That’s the difference between saying “I am resilient” and saying “I am resilient and I know exactly what built that in me.”

One is an affirmation. The other is a remembering.


There is also Barbara Fredrickson’s Broaden-and-Build Theory, which offers the psychological reason this practice creates something lasting rather than just a temporary lift.

Positive emotions like gratitude literally broaden your awareness, which allows you to build durable internal resources over time — resilience, connection, creative capacity. You aren’t just feeling better. You are building something that accumulates.


I’ve experienced a version of this in community too.

I play We’re Not Really Strangers with people I care about — a card game designed to bypass the surface and go straight to what’s real. Every single time I’ve played it, something shifts in the room. You can feel it. People walk away lighter and more connected than when they arrived.

Learning to do that same excavation alone, with yourself, for yourself, is its own kind of practice. To hold your own history with the same curiosity you’d bring to someone you love.

That has been one of the most stabilizing things I’ve done this year.

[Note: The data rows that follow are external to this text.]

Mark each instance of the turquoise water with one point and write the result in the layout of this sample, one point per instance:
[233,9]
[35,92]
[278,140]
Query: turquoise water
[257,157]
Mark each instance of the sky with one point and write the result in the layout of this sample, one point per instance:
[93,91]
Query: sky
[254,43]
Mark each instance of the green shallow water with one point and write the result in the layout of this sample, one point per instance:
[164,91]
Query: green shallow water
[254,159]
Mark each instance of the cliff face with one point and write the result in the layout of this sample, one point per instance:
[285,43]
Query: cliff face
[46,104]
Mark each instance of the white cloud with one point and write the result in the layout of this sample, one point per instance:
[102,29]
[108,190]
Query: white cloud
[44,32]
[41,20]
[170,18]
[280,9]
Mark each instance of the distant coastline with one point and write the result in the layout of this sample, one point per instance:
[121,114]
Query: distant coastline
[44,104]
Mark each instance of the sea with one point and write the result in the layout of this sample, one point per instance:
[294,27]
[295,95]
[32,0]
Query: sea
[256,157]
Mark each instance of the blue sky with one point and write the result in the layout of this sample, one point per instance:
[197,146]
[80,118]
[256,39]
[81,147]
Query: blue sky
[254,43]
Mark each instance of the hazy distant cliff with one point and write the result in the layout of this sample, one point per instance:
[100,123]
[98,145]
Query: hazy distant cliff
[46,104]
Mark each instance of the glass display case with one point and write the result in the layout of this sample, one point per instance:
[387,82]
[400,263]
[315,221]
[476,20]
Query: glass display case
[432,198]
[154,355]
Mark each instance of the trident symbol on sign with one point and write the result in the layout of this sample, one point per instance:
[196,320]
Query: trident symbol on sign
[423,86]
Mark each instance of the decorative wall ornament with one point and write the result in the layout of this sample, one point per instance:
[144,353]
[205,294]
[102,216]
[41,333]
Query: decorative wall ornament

If you are going through something hard right now, this is not a call to think positive thoughts.

It’s an invitation to look at yourself honestly and see the craftsmanship in what difficulty made you.

You were not just surviving. You were being built. And the person you are today, the specific and irreplaceable version of you, could not have come any other way.

That is worth sitting with.


The practice — 15 minutes

  1. List 5 to 8 traits you genuinely value in yourself.

  2. For each one, ask: what did I actually go through to grow this?

  3. Let the memory come. Stay with the visual and the feeling. Don’t rush past it.

  4. You are not claiming something you hope is true. You are recognizing something you already built.

  5. Read it back out loud. That part matters more than it sounds like it will.